Animali e incidenti stradali, milioni di esemplari salvati durante il lockdown da coronavirus: è quanto conferma uno studio condotto negli Stati Uniti.

Milioni di animali salvati dagli incidenti stradali durante il lockdown. È questa la conferma che giunge da una ricerca condotta dal Road Ecology Center dell’Università della California Davis. Il calo del traffico conseguente alla quarantena ha evitato la morte di milioni di animali, una riduzione del 45% rispetto al periodo antecedente alla pandemia.

Gli scienziati hanno analizzato il traffico stradale di alcuni stati degli USA, monitorando le segnalazioni di animali trovati senza vita sulle carreggiate. L’analisi ha confermato una riduzione del 45% di animali deceduti in incidenti nel Maine, del 38% in Idaho e del 21% in California durante il lockdown.

Precedenti ricerche hanno svelato come siano circa 1 milione gli animali che perdono la vita sulle strade statunitensi, ogni singolo giorno. Nella maggior parte dei casi si tratta di esemplari di piccole o medie dimensioni, come rane, lucertole, serpenti e salamandre. Ma non mancano specie di stazza più vistosa, come cervi e alci, sempre più di frequente vittime di incidenti stradali.

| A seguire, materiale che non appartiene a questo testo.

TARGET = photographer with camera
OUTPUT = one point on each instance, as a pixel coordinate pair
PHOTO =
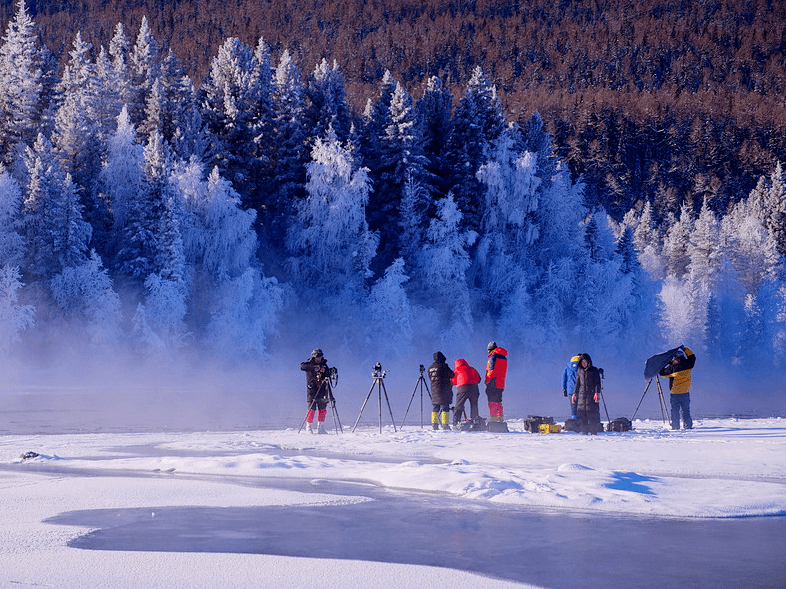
(587, 396)
(318, 391)
(678, 371)
(441, 377)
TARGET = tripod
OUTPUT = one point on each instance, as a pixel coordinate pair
(602, 397)
(664, 411)
(379, 382)
(328, 383)
(421, 382)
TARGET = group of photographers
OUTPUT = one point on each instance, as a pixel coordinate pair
(580, 378)
(585, 382)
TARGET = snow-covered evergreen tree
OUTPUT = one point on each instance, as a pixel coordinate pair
(14, 318)
(234, 99)
(327, 102)
(143, 71)
(477, 123)
(291, 142)
(76, 137)
(508, 224)
(443, 267)
(12, 246)
(21, 82)
(56, 234)
(434, 111)
(676, 243)
(330, 241)
(390, 313)
(85, 293)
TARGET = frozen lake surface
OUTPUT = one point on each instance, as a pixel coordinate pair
(544, 548)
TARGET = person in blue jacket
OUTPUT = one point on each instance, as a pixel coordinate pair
(569, 382)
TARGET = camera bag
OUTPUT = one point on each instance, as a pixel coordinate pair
(621, 424)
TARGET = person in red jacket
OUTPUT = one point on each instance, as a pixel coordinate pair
(496, 370)
(466, 380)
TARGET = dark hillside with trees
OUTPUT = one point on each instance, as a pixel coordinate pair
(670, 101)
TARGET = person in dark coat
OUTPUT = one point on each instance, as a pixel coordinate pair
(586, 396)
(441, 390)
(467, 380)
(496, 372)
(318, 393)
(678, 372)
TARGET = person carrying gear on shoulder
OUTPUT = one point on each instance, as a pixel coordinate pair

Un caso eclatante è quello del leopardo di montagna in California. Questi felini sono purtroppo spesso coinvolti in incidenti stradali, poiché possono apparire sulla carreggiata praticamente all’improvviso. Secondo i ricercatori, durante le 10 settimane dall’inizio della quarantena si è registrata una riduzione del 58% nel numero di esemplari investiti.

La tendenza è stata conferma da molti altri ricercatori, così come dalle autorità dei singoli stati a stelle e strisce. Noah Hallisey, dell’Università del Rhode Island, da tempo studia l’impatto del traffico sui piccoli rettili. Questo tipo di mortalità rappresenta un grande problema per queste popolazioni di animali, poiché letteralmente decimate dalle auto, perlopiù da automobilisti che non si accorgono della loro presenza.

Gli anfibi e i rettili sono particolarmente suscettibili, per via delle loro abitudini. Si lanciano in migrazioni di massa stagionali per accoppiarsi e nutrirsi, per farlo devono spesso attraversare delle strade trafficate. Sono inoltre ectotermi, quindi usano la strada per riscaldarsi. Sono piccoli e difficili da vedere mentre si guida. A volte sono gli stessi guidatori a colpirli di proposito, come nel caso dei serpenti.

Durante una spedizione notturna lo scorso aprile, l’esperto è rimasto stupito nel notare come la maggior parte dei rettili sulle strade risultasse viva:

Siamo usciti una notte verso la fine di aprile e abbiamo trovato più della metà degli animali in vita, un fatto insolito. Mi sono stupito di quanto fossero tranquille le strade rispetto a ciò che normalmente si vede.